I always have a WoodenBoardPi, some other PIs with HQ cameras, 5000lm diy highspeed flash and logic analyzer, and some Arduinos with me :wink:

Your 400Msps link does not point to a specific device.

The link to the product I bought 2016 is dead.
And my device has a different connector, this seems to be the same device as I own:
https://www.aliexpress.com/item/4000920413699.html
I always have to connect the big connector with all channel cables.
The new product has several connector cables, so you can connect less channels if you need less.
16MP photo with my connector:


Scaled to 15% size:

P.S:
Currently I use the 400Msps analyzer for completely getting one or two cores from Raspberry Pi out of Linux control. The exported captured 400Msps data for core2 revealed that still something happens on core2, mainly the big delays are 100Hz frequency timer interrupt I am trying to get rid of on core2 to have it 100%, similar to a microcontroller (while Raspberry Pi OS happily runs on the other cores):
https://www.raspberrypi.org/forums/viewtopic.php?f=72&t=245561&start=25#p1750115
Sorry, no axis labelling in this diagram (Y-axis is nanoseconds, X-axis measurement number), Mark_T warned me on that in the past. But the 1.6 million lines of exported data CSV file got truncated on import, LibreOffice calc can only deal with 1 million rows, and with that many rows even a 32GB ram PC allows for only very sloooow working:

The function loop() is NOT a while(1) loop.
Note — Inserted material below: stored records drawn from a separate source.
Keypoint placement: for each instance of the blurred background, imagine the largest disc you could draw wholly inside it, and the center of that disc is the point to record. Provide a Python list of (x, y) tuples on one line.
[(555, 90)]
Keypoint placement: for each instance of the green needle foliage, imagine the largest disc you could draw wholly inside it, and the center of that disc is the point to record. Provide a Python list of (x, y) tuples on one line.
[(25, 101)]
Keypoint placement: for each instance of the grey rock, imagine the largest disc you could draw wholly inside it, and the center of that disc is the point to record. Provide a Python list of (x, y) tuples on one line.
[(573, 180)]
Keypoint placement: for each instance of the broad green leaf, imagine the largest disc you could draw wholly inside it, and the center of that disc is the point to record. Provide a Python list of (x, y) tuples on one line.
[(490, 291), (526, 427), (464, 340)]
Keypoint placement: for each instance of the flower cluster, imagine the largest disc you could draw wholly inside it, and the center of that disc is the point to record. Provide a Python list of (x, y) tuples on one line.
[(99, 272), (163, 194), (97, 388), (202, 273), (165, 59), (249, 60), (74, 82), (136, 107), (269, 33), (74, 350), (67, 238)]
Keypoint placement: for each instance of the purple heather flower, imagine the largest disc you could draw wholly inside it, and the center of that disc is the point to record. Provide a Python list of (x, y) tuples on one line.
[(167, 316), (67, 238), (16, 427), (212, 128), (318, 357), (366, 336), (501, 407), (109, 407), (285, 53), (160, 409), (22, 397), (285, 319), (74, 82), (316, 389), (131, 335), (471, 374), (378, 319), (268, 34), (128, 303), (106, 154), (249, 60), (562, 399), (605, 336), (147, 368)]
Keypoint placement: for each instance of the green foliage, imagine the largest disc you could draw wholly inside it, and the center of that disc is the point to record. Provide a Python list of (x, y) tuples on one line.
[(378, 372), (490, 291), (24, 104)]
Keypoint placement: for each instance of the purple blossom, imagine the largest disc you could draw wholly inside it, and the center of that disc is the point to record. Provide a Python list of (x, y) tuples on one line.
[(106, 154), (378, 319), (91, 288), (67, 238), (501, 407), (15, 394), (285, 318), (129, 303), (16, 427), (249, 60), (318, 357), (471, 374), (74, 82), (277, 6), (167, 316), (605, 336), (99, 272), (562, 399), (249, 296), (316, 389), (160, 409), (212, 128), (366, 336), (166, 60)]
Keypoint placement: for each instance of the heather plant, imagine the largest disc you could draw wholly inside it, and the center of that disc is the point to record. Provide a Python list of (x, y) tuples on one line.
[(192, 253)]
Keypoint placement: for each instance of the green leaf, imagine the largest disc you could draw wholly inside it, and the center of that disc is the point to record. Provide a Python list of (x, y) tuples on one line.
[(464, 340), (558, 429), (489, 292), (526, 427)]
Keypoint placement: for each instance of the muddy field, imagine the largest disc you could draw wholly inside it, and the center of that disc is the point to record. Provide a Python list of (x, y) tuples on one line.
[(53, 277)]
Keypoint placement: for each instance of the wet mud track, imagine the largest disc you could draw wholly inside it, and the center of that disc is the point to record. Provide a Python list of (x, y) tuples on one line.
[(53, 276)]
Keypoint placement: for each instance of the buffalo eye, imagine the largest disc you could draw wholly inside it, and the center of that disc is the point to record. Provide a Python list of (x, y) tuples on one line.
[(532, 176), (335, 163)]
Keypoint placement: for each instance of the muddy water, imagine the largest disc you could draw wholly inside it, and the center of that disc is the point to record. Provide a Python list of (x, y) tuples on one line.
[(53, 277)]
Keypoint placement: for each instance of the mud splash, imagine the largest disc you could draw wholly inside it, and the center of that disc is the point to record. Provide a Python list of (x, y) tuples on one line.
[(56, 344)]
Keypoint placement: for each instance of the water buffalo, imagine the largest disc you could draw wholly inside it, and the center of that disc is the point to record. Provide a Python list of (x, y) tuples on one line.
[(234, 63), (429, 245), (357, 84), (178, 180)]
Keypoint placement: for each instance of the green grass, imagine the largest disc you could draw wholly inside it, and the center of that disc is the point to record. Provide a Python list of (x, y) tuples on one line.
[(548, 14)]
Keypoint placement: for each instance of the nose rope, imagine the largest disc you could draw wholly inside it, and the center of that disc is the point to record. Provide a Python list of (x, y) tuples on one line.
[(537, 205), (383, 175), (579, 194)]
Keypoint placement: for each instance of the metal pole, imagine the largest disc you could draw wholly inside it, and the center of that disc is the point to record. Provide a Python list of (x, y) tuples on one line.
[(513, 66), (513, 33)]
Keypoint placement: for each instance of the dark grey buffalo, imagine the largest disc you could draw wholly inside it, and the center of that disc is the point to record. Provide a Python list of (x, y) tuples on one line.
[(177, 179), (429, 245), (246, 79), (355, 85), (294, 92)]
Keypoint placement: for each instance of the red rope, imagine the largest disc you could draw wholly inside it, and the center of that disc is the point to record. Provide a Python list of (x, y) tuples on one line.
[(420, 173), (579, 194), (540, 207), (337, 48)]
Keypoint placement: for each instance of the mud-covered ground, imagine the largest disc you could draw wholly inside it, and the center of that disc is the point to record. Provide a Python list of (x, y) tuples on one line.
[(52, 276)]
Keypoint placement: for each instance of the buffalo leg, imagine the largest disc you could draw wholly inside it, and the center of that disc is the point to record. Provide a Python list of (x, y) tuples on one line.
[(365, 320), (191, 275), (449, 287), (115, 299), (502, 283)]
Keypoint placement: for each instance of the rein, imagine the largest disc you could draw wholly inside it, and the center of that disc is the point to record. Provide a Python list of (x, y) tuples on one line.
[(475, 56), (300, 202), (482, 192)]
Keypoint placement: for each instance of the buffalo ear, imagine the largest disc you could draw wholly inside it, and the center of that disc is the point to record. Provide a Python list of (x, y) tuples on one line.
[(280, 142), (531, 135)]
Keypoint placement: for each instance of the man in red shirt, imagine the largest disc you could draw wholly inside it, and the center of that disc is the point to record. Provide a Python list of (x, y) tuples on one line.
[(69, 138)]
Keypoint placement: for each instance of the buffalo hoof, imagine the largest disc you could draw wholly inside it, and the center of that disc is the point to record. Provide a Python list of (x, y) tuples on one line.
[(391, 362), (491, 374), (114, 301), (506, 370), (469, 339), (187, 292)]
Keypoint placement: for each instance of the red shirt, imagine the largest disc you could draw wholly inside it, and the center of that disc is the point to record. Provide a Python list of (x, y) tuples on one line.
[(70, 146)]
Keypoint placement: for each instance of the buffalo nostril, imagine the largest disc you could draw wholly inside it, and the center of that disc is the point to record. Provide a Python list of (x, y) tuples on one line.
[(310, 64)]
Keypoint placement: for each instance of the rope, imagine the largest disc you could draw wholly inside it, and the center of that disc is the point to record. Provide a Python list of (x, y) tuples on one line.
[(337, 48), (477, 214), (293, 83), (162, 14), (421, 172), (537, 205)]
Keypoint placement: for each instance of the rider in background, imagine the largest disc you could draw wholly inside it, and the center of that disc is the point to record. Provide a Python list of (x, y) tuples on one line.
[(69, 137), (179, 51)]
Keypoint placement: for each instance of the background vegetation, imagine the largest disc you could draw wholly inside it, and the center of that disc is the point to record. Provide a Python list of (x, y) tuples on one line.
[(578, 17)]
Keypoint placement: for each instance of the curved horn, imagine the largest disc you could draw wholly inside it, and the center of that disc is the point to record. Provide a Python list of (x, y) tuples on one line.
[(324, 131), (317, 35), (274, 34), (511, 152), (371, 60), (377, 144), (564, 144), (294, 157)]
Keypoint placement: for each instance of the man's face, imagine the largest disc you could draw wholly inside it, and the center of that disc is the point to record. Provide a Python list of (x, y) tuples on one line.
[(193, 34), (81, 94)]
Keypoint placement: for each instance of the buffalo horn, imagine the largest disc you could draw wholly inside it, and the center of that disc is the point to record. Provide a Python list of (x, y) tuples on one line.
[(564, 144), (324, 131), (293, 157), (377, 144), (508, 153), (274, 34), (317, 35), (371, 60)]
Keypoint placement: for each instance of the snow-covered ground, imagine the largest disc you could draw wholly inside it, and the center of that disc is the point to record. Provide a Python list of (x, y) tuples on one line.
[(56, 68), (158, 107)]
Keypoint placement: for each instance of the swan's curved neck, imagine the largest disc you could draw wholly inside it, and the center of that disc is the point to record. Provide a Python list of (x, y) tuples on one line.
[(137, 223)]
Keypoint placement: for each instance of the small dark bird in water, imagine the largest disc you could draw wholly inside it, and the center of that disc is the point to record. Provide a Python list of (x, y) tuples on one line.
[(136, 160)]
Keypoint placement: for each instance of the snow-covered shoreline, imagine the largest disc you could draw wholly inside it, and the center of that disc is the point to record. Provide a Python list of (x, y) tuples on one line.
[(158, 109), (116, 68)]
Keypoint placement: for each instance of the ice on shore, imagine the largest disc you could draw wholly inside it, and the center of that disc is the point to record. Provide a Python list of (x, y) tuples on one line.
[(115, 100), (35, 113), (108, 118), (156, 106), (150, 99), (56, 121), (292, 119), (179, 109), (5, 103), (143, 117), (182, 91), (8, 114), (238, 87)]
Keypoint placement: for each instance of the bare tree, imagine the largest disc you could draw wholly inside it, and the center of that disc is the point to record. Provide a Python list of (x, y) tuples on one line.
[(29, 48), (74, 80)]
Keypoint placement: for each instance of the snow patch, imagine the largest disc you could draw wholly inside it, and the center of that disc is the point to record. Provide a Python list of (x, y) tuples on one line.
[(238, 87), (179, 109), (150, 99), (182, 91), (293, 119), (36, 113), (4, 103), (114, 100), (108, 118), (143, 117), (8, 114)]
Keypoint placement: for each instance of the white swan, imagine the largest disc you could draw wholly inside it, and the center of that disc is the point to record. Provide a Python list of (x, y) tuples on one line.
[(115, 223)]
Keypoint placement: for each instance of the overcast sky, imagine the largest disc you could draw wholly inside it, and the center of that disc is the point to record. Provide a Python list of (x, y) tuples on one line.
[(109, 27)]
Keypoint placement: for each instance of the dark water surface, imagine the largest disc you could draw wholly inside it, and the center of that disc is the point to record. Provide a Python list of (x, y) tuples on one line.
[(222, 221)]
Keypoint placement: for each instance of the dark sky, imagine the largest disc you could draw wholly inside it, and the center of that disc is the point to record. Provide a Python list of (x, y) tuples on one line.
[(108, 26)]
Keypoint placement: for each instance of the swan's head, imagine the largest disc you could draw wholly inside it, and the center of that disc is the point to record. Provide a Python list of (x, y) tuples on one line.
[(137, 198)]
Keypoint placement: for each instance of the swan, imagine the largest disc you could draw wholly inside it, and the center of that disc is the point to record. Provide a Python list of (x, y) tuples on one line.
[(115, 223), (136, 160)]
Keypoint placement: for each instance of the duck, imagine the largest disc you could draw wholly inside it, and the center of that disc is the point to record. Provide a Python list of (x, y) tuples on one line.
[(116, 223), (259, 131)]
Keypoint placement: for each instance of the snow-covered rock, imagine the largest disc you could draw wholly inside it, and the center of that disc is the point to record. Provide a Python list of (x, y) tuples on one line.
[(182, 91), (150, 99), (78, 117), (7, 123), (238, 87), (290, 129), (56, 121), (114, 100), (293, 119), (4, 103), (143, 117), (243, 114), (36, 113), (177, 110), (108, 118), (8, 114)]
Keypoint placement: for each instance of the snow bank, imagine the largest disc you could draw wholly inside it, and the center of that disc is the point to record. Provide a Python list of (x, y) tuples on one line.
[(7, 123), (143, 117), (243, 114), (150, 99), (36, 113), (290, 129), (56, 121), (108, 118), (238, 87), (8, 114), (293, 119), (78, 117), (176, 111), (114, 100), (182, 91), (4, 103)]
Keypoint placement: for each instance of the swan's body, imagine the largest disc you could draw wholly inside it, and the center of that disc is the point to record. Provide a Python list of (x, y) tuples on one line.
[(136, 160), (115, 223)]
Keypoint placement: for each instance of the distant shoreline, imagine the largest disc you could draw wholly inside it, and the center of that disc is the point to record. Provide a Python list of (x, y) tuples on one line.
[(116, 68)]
It’s a function called by a while loop, that also does other things...

HermannSW:
Sorry, no axis labelling in this diagram (Y-axis is nanoseconds, X-axis measurement number), Mark_T warned me on that in the past. But the 1.6 million lines of exported data CSV file got truncated on import, LibreOffice calc can only deal with 1 million rows, and with that many rows even a 32GB ram PC allows for only very sloooow working:

Today I was not able to get any diagram with more than 1million rows out of LibreOffice.
I learned that gnuplot does not have any problems with 1million rows.
So just changing comma with space to go to gnuplot data input format.
Drawing 1million rows data file took <1min, need to figure out how to set axis titles.
Start gnuplot, and then do "plot data.dat" on gnuplot command prompt(Y-axis is delta time in seconds):
https://www.raspberrypi.org/forums/viewtopic.php?f=72&t=245561&p=1751854#p1751854

I have lost the plot somewhere. This thread was about comparing digitalWrite() versus direct port access.

You appear to have captured millions of pulses and logged the execution times.

So there will be several 1ms Timer interrupts
And several USB interrupts.

Obviously the ISR()s might fire part way through the pulse. And consequently the interrupted pulses will take longer.

I wrote some generic macros. Captured them with a Logic Analyser. Could make a serious estimate of the number of machine cycles.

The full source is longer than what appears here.